In [1]:
from google.colab import drive
drive.mount('/content/drive')

Mounted at /content/drive


In [2]:
import os
import cv2
import numpy as np
from tqdm import tqdm

**LOADING DATASET**

In [3]:
DATASET_PATH = '/content/drive/My Drive/Dataset'

In [4]:
class_folders = os.listdir(DATASET_PATH)
print(f"Found folders: {class_folders}")

for folder in class_folders:
  folder_path = os.path.join(DATASET_PATH, folder)

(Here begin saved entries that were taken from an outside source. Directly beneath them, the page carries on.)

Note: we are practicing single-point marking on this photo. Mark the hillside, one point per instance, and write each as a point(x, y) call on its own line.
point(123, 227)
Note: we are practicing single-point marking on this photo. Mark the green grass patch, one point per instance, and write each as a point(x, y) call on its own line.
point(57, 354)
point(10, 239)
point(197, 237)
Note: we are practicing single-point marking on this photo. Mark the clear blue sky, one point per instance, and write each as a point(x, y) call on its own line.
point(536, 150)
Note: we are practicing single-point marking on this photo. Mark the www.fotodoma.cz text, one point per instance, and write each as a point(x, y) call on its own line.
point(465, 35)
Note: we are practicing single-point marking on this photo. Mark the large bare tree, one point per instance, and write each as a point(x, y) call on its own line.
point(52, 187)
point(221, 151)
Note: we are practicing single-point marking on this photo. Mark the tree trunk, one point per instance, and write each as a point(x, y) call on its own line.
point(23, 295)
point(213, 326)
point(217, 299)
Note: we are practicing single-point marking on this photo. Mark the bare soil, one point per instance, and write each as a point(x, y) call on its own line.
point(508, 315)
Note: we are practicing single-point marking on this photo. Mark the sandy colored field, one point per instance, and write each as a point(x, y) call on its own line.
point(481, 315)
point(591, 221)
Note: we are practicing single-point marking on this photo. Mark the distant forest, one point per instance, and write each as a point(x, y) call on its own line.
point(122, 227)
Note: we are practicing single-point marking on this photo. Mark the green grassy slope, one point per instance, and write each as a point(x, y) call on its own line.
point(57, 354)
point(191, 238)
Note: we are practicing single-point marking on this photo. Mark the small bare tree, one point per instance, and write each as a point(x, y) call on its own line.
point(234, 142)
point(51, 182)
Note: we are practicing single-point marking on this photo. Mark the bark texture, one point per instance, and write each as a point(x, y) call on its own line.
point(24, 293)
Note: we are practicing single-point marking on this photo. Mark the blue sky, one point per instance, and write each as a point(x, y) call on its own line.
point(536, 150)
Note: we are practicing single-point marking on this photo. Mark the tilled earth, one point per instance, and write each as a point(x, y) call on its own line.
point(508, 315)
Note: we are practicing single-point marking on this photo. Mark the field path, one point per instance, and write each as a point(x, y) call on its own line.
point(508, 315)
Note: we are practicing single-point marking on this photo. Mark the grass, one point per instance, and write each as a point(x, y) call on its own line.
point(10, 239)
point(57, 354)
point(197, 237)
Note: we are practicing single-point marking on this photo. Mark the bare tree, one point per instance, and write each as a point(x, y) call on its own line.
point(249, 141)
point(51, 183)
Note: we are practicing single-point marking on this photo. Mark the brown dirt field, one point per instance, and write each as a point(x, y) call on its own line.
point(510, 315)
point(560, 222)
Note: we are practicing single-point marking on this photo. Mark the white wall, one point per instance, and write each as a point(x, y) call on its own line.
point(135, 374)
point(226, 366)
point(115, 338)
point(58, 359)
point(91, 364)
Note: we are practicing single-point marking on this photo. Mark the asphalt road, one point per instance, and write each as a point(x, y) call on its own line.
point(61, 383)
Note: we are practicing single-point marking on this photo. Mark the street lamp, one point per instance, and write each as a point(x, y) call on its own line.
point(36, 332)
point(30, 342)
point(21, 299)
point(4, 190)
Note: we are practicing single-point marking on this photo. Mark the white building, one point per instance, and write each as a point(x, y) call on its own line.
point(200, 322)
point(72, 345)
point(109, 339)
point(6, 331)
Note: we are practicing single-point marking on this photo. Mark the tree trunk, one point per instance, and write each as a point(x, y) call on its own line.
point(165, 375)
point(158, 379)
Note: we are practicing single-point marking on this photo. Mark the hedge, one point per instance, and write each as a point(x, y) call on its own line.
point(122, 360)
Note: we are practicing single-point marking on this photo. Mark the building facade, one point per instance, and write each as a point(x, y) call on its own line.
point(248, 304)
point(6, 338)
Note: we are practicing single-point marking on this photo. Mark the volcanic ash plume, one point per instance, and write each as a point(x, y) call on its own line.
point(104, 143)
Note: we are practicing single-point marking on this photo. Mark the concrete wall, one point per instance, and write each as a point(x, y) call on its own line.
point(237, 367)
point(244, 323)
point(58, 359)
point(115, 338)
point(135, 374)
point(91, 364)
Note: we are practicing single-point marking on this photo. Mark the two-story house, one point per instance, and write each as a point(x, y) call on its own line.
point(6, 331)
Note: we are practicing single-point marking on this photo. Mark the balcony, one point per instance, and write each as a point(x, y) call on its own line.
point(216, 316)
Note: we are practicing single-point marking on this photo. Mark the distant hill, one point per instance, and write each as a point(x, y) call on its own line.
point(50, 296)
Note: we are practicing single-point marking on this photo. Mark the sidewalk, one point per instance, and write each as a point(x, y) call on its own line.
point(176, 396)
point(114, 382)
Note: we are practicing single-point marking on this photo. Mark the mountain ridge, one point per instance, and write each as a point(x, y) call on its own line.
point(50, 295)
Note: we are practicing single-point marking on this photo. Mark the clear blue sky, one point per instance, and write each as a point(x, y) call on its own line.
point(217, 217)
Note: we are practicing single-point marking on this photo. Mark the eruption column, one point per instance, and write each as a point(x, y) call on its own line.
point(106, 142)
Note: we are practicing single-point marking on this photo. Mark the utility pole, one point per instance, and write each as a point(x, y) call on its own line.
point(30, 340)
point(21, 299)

  if os.path.isdir(folder_path):
    count = len(os.listdir(folder_path))
    print(f"{folder}: {count} images")

Found folders: ['INDIA50OLD', 'INDIA200', 'INDIA2000', 'INDIA500', 'INDIA50NEW', 'INDIA10OLD', 'INDIA10NEW', 'INDIA100NEW', 'INDIA20', 'INDIA100OLD']
INDIA50OLD: 200 images
INDIA200: 200 images
INDIA2000: 200 images
INDIA500: 200 images
INDIA50NEW: 200 images
INDIA10OLD: 200 images
INDIA10NEW: 200 images
INDIA100NEW: 200 images
INDIA20: 200 images
INDIA100OLD: 200 images


**PREPROCESSING**

In [5]:
original_image_paths = []
original_labels = []

for folder in class_folders:
    folder_path = os.path.join(DATASET_PATH, folder)
    if not os.path.isdir(folder_path):
        continue

    label = folder
    folder_images = os.listdir(folder_path)

    for filename in folder_images:
        img_path = os.path.join(folder_path, filename)
        original_image_paths.append(img_path)
        original_labels.append(label)

print(f"Total original images: {len(original_image_paths)}")

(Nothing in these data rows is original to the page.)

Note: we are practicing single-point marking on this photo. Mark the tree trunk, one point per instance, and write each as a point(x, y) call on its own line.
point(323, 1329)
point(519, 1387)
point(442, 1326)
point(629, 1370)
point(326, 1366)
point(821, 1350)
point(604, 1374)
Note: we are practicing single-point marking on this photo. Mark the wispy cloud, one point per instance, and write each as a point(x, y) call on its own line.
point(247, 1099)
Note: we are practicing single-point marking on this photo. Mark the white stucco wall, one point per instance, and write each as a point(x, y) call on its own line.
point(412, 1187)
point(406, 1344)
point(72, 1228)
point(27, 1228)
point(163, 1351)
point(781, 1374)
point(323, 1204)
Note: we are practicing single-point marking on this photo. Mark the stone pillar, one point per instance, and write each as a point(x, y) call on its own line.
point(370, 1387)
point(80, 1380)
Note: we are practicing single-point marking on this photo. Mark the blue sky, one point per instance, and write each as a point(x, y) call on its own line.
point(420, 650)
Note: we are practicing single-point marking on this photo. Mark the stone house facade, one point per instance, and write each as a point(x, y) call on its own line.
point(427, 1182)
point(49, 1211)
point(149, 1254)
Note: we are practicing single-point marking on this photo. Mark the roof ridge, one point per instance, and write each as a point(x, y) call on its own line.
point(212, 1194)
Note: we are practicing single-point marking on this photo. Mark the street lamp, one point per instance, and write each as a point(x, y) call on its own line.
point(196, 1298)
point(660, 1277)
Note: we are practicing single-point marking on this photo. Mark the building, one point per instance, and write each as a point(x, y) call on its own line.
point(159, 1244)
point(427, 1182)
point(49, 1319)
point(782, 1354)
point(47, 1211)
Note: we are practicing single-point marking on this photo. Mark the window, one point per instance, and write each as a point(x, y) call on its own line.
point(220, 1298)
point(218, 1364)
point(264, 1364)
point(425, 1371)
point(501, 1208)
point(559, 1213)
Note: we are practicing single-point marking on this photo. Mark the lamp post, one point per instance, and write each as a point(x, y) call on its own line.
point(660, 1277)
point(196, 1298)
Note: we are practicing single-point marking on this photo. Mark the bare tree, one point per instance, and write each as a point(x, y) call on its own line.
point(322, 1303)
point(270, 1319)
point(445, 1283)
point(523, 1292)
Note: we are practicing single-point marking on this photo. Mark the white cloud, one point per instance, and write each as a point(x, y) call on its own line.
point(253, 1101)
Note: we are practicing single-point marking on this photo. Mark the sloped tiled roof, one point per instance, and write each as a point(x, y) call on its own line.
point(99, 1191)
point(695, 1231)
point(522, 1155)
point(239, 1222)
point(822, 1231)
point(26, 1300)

Total original images: 2000


**FEATURE EXTRACTION**

In [6]:
from sklearn.model_selection import train_test_split

X_paths_train_orig, X_paths_test_orig, y_train, y_test = train_test_split(
    original_image_paths,
    original_labels,
    test_size=0.2,
    random_state=42,
    stratify=original_labels)

X_paths_train_final = [(path, 'original') for path in X_paths_train_orig]
X_paths_test_final = [(path, 'original') for path in X_paths_test_orig]

In [9]:
from sklearn.decomposition import PCA
from sklearn.cluster import MiniBatchKMeans

sift = cv2.SIFT_create()
orb = cv2.ORB_create(nfeatures=200)

VOCAB_SIZE_SIFT = 25000
VOCAB_SIZE_ORB = 25000
IMG_SIZE = 150

In [10]:
def improved_preprocess_image(image_path, img_size=150):
    image = cv2.imread(image_path, cv2.IMREAD_GRAYSCALE)

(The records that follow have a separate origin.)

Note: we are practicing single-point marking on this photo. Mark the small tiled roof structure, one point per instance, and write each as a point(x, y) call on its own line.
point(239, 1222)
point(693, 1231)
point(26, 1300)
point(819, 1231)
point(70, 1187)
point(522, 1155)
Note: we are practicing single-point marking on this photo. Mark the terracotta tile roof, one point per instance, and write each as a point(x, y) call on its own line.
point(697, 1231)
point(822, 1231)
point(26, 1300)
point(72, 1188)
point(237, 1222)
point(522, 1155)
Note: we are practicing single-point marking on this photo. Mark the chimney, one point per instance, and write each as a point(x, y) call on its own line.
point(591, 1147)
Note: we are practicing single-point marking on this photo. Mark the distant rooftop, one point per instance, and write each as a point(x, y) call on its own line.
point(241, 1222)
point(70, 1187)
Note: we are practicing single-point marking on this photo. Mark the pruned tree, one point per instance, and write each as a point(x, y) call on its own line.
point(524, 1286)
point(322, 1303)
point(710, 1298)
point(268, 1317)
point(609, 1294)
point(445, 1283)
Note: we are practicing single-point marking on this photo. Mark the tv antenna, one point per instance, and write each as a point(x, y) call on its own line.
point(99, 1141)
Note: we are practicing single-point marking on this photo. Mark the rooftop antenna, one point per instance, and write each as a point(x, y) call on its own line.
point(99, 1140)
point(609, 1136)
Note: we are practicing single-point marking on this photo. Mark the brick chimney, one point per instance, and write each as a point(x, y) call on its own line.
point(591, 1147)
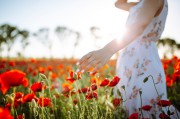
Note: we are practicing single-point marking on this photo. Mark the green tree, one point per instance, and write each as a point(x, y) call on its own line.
point(9, 33)
point(23, 37)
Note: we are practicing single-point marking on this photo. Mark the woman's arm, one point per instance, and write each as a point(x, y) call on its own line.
point(134, 29)
point(124, 5)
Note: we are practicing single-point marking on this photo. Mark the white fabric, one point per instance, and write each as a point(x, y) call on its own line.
point(139, 60)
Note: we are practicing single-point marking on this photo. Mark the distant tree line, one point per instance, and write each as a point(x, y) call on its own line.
point(9, 34)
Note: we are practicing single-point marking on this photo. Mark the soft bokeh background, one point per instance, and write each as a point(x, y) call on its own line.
point(71, 28)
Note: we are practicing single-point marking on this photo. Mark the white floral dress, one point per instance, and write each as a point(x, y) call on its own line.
point(139, 60)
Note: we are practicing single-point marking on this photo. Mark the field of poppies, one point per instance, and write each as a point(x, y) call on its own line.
point(51, 89)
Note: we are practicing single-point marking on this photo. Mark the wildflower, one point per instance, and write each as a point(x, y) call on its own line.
point(44, 102)
point(163, 116)
point(5, 114)
point(146, 108)
point(38, 86)
point(18, 97)
point(41, 70)
point(75, 101)
point(134, 116)
point(83, 90)
point(28, 97)
point(164, 103)
point(11, 63)
point(104, 82)
point(177, 69)
point(72, 77)
point(93, 87)
point(20, 117)
point(114, 82)
point(116, 102)
point(12, 78)
point(49, 68)
point(91, 95)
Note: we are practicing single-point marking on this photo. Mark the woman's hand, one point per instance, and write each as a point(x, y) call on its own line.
point(95, 59)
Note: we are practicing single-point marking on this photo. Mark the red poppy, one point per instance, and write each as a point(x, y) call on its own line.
point(28, 97)
point(72, 77)
point(34, 73)
point(38, 86)
point(41, 70)
point(164, 103)
point(134, 116)
point(12, 78)
point(83, 90)
point(104, 82)
point(5, 114)
point(93, 87)
point(177, 69)
point(44, 102)
point(163, 116)
point(20, 117)
point(116, 102)
point(114, 82)
point(146, 108)
point(11, 63)
point(66, 88)
point(50, 68)
point(18, 97)
point(91, 95)
point(8, 105)
point(75, 101)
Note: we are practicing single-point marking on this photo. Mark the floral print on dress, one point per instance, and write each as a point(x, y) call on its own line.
point(140, 59)
point(141, 67)
point(152, 36)
point(128, 74)
point(129, 52)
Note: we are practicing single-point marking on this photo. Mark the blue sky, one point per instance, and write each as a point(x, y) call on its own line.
point(79, 15)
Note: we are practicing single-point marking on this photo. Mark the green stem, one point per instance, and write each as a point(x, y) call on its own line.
point(141, 104)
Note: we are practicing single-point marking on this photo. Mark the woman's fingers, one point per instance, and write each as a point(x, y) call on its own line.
point(91, 65)
point(96, 68)
point(84, 58)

    resized = cv2.resize(image, (img_size, img_size))
    clahe = cv2.createCLAHE(clipLimit=3.0, tileGridSize=(8,8))
    return clahe.apply(resized)

In [11]:
def extract_descriptors(image_paths, sift_detector, orb_detector, max_desc=100):

    sift_descriptors = []
    orb_descriptors = []

    for img_path, aug_type in tqdm(image_paths, desc='Extract descriptors'):
        try:
            image = improved_preprocess_image(img_path[0], IMG_SIZE) if isinstance(img_path, tuple) else improved_preprocess_image(img_path, IMG_SIZE)
            if image is None:
                continue

            # SIFT descriptors
            kp_sift, des_sift = sift_detector.detectAndCompute(image, None)
            if des_sift is not None and len(des_sift) > max_desc:
                des_sift = des_sift[:max_desc]
            if des_sift is not None:
                sift_descriptors.extend(des_sift)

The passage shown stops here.